Le marché nantais n’est plus celui de 2021. Les appartements anciens ont reculé d’environ 10 à 11 % entre 2023 et 2025, puis encore de 2,5 % sur les douze derniers mois, ramenant les prix moyens autour de 3 400 à 3 700 €/m². Ce recadrage modifie les calculs de rentabilité locative à Nantes et ouvre des fenêtres d’acquisition que la période de surchauffe avait fermées.
Offre locative à Nantes : un rééquilibrage qui change la donne pour l’investisseur
Nantes fait figure d’exception parmi les métropoles françaises. L’offre de logements à louer y dépasse de 6 % son niveau de 2019, avec une hausse de 58 % sur les douze derniers mois selon l’Observatoire du marché locatif de Bien’Ici. Ce chiffre interpelle : il peut traduire un rééquilibrage de l’offre locative, sans qu’il faille l’attribuer à une cause unique.
Pour l’investisseur, cette remontée de l’offre a deux conséquences directes. D’abord, le risque de vacance augmente sur les T3 et au-delà, surtout quand le bien est mal positionné ou daté. Ensuite, la pression concurrentielle pousse les loyers à la stagnation sur ces typologies, ce qui comprime mécaniquement le rendement brut.
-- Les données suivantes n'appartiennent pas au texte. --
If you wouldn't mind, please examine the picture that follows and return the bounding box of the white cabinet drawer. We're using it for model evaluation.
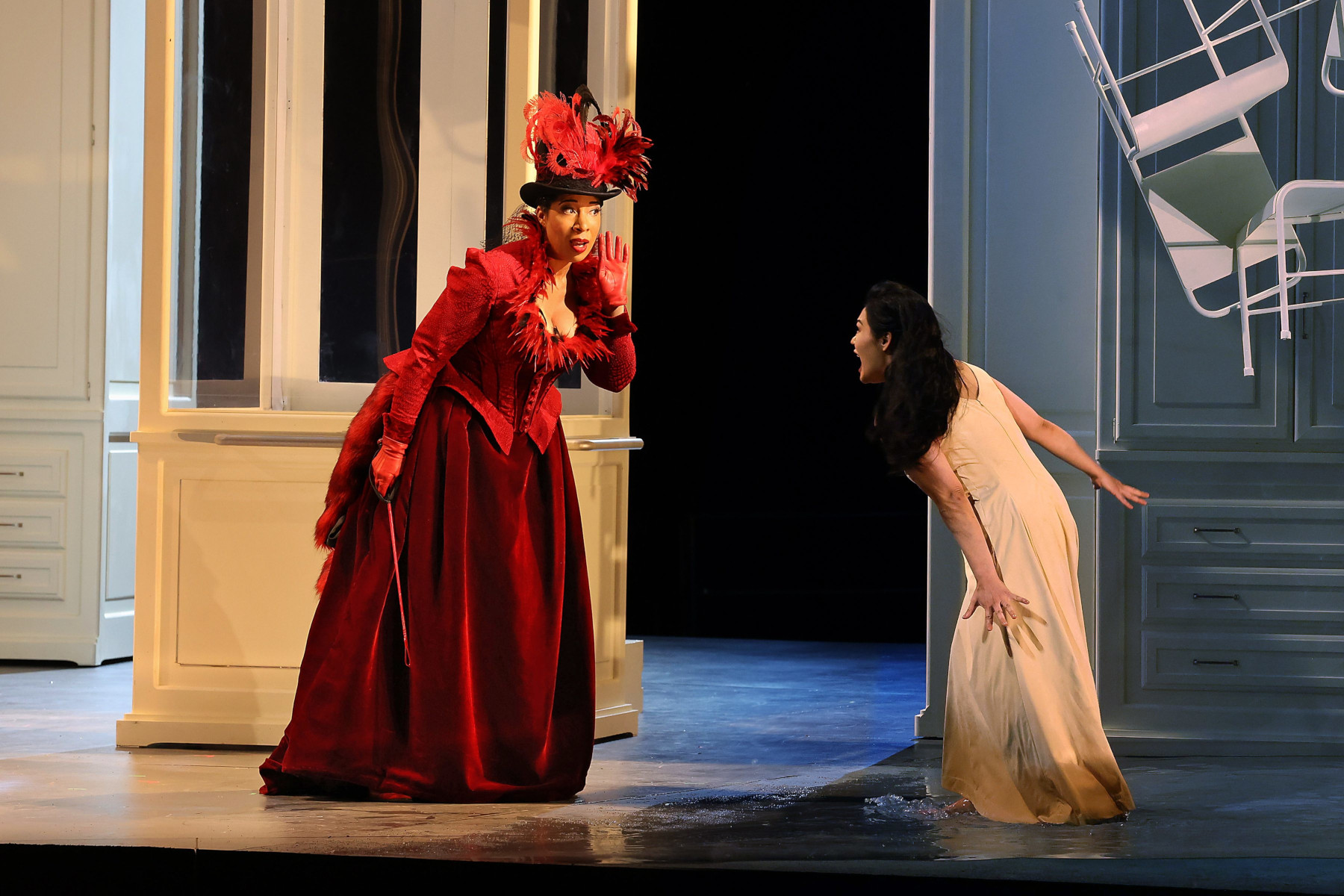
[1142,632,1344,693]
[0,551,66,600]
[0,447,67,494]
[1142,565,1344,625]
[0,498,66,548]
[1142,501,1344,563]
En revanche, la demande reste plus solide sur les studios et T2 bien situés. Les délais de relocation peuvent y rester courts dans les quartiers bien desservis, notamment autour du tramway, à condition de proposer un loyer cohérent et un logement en bon état. C’est sur ce segment que la tension locative peut encore protéger le rendement, et ceux qui souhaitent être accompagnés peuvent s’appuyer sur TIMO Conseil pour investir à Nantes afin de calibrer leur acquisition sur les bonnes typologies.

Régime fiscal LMNP : arbitrer entre amortissement et micro-BIC
Le choix du régime fiscal reste déterminant pour la rentabilité nette d’un investissement locatif meublé à Nantes. Le régime réel permet de déduire les amortissements du bien et du mobilier, ce qui réduit fortement la base imposable pendant les premières années de détention. Le gain en trésorerie annuelle est réel, mais il faut anticiper les conséquences fiscales au moment de la revente.
Nous recommandons de simuler deux scénarios avant toute acquisition :
- Régime réel avec amortissement, en projetant la fiscalité à la sortie selon la durée de détention prévue (sortie à 8, 12 ou 20 ans).
- Micro-BIC avec abattement forfaitaire, qui reste pertinent quand le bien nécessite peu de travaux et que la durée de détention dépasse quinze ans.
- Location nue au régime foncier réel, si le montant des travaux de rénovation énergétique dépasse 30 % du prix d’acquisition, car le déficit foncier imputable sur le revenu global conserve tout son intérêt.
Le bon régime fiscal dépend de la durée de détention cible, pas du rendement brut affiché. Un rendement brut de 5 % peut devenir médiocre en net-net si le montage fiscal est inadapté à l’horizon de sortie.
Négociation et prix réel d’acquisition : la marge se fait à l’achat
La correction des prix nantais recrée des situations de négociation, surtout lorsque le prix affiché ne reflète plus l’état réel du bien. Des marges existent sur les logements anciens, en particulier sur les lots nécessitant une rénovation énergétique lourde ou présentant un DPE défavorable.
Trois paramètres à surveiller pour acheter au bon prix :
- Le délai de mise en vente : un bien en ligne depuis plus de trois mois signale un vendeur qui finira par ajuster. Les données DVF permettent de vérifier les transactions réelles dans l’immeuble ou la rue.
- Le DPE du lot : un classement F ou G ouvre la porte à une décote supplémentaire, car l’interdiction de location pour les passoires thermiques pousse les propriétaires à vendre. Les travaux de rénovation génèrent ensuite du déficit foncier ou des amortissements selon le régime choisi.
- La copropriété : un plan pluriannuel de travaux (PPT) récemment voté peut alourdir les charges. Vérifier le fonds travaux et les appels de charges prévisionnels avant de signer le compromis.

Un bien acheté 15 % sous le prix moyen du quartier avec des travaux bien calibrés peut afficher un rendement net supérieur d’un point et demi à un bien acquis au prix du marché sans travaux. À Nantes, cette stratégie fonctionne particulièrement bien sur les secteurs de Doulon-Bottière et Nantes Nord, où les prix au mètre carré restent parmi les plus accessibles de la métropole.
Le rendement locatif à Nantes en 2026 ne se lit plus sur une moyenne communale. Il se construit lot par lot, en croisant la bonne typologie (studio ou T2), le bon régime fiscal (adapté à la durée de détention) et une négociation d’achat agressive sur un marché qui l’autorise enfin.